Indian actress Malavika Mohanan, who stars in Vijay and Vijay Sethupathi’s 2021 blockbuster ‘Master’, cannot stress the importance of how a box office hit can alter an actor’s career.
Although she has already worked with the likes of celebrated directors such as Majid Majidi in ‘Beyond The Clouds’, the actress cannot deny that a smashing hit can catapult her into the big league where work is never scarce.
“The release of films starring actors like Rajinikath and Vijay sir are treated like festivals. A different kind of celebration and revelry is seen before the run up to their releases. It’s an experience that you don’t feel when a Hollywood or a French film releases and those celebrations are unmatched. I have always wanted to be a part of such a crazy experience,” said Mohanan in an interview with Gulf News.
The daughter of cinematographer U K Mohanan, who made her debut with Dulquer Salman-led Malayalam film ‘Pattam Pole’ in 2013, talks about charting her own journey in Bollywood and how Bollywood is being unfairly demonised ...
Excerpts from our interview with Mohanan …
Q: What drove you to be a part of ‘Master’, starring Vijay Sethupathi and Vijay?
A: It was a good team on ‘Master’. At the end of the day, you are only as good as your team because filmmaking is an art form that requires team work … Plus, being a part of Vijay [Sethupathi] sir’s film gives you certain kind of exposure.
‘Master’ is my second Tamil film and the exposure that you get from such films puts you in the proverbial map ... I also hear that this film is doing incredible box office business. But I flew out into Hyderabad to begin work on my film with Dhanush right after its release, so I am completely out of the loop.
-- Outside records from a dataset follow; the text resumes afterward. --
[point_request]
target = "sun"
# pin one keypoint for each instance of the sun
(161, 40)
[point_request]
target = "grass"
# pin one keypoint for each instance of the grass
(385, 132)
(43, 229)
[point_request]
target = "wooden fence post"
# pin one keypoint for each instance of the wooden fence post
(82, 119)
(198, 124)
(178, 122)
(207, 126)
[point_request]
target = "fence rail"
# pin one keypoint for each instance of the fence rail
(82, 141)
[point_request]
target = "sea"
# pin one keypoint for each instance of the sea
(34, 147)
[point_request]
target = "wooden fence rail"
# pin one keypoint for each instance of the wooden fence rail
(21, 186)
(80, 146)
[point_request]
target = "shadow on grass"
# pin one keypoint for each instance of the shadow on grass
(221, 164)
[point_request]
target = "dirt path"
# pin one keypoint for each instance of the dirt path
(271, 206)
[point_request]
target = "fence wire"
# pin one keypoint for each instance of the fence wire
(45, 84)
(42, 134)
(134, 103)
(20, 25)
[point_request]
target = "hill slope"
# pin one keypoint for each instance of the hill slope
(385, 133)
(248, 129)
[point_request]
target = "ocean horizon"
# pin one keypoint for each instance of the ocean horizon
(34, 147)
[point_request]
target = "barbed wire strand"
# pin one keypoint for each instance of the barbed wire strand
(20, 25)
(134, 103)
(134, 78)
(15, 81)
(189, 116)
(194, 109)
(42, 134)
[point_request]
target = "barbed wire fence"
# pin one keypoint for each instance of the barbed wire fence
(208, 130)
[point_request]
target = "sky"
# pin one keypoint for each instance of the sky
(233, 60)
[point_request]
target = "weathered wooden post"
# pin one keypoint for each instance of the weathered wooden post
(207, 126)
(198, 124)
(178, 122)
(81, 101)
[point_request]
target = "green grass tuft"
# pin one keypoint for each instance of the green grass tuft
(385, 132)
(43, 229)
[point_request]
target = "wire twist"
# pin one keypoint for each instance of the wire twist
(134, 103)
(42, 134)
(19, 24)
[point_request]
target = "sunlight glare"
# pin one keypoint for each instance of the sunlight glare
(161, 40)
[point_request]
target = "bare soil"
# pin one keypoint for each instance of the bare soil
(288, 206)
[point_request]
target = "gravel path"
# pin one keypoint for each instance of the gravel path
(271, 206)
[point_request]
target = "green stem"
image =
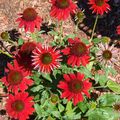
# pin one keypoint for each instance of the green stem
(61, 31)
(5, 53)
(76, 27)
(94, 28)
(100, 87)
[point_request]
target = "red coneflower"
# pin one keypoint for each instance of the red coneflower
(99, 6)
(46, 58)
(61, 9)
(16, 79)
(118, 30)
(77, 52)
(74, 86)
(24, 56)
(29, 19)
(19, 106)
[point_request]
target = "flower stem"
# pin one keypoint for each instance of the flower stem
(76, 27)
(61, 31)
(5, 53)
(100, 87)
(94, 28)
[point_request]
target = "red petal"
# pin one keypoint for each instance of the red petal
(72, 76)
(80, 76)
(66, 77)
(66, 51)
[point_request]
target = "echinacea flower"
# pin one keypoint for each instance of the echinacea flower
(24, 58)
(16, 79)
(14, 34)
(19, 106)
(29, 19)
(74, 87)
(99, 6)
(77, 52)
(118, 30)
(61, 9)
(116, 107)
(46, 58)
(107, 55)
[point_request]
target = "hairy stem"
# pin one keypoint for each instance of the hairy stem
(94, 28)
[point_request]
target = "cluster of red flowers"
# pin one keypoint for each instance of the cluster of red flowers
(19, 105)
(61, 10)
(46, 58)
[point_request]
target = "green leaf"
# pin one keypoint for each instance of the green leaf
(108, 99)
(55, 72)
(69, 106)
(47, 77)
(37, 88)
(86, 41)
(37, 109)
(90, 65)
(101, 114)
(56, 114)
(20, 41)
(102, 80)
(96, 40)
(61, 107)
(87, 73)
(115, 87)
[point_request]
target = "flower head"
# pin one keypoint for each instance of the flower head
(16, 79)
(118, 30)
(19, 106)
(24, 56)
(29, 19)
(46, 58)
(78, 53)
(107, 55)
(61, 9)
(116, 107)
(14, 34)
(99, 6)
(74, 86)
(79, 15)
(5, 36)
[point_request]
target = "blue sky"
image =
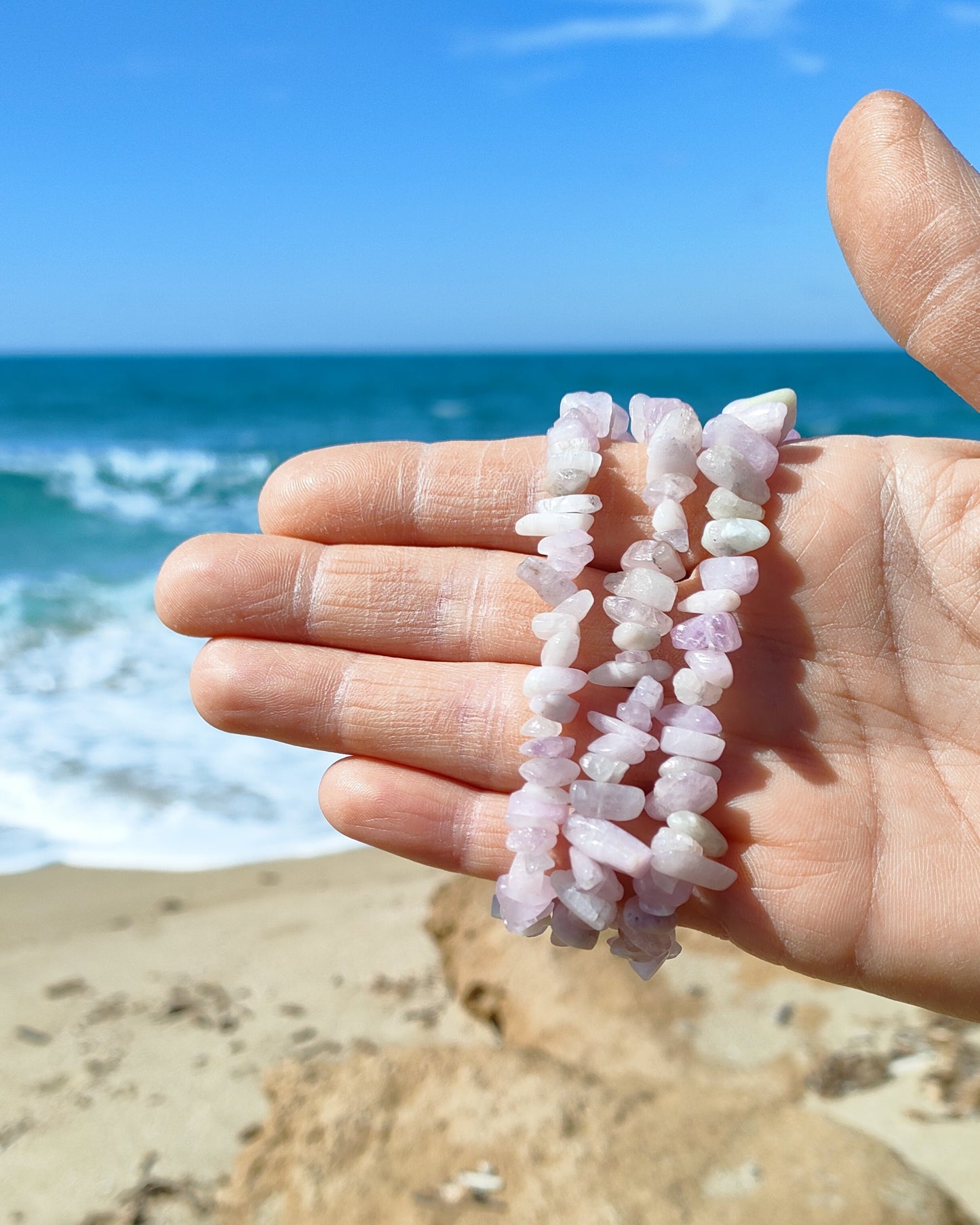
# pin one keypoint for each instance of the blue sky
(369, 174)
But my relatives in the UAE have been telling my parents that the film is doing extremely well in the cinemas there.
Q: You began your career with the Malayalam film ‘Pattam Pole’ and then worked on celebrated director Majid Majidi’s ‘Beyond The Clouds’ with Ishaan Khatter. So, how important is commercial success of a film?
A: Commercial success is extremely important. You could be doing good work, but at the end of the day, if it’s not a successful film it breaks your heart because you have poured in so much of your energy.
Our blood and sweat goes into any film and if it doesn’t do well, it hits you in the gut. Also, commercial success is a great validation on many fronts. A hit film reaches more people and producers are happy that they are not facing losses. A hit film gives you a lot of exposure and gets you more work if you are a female actor especially. The level of popularity of such film gets you more scripts and roles.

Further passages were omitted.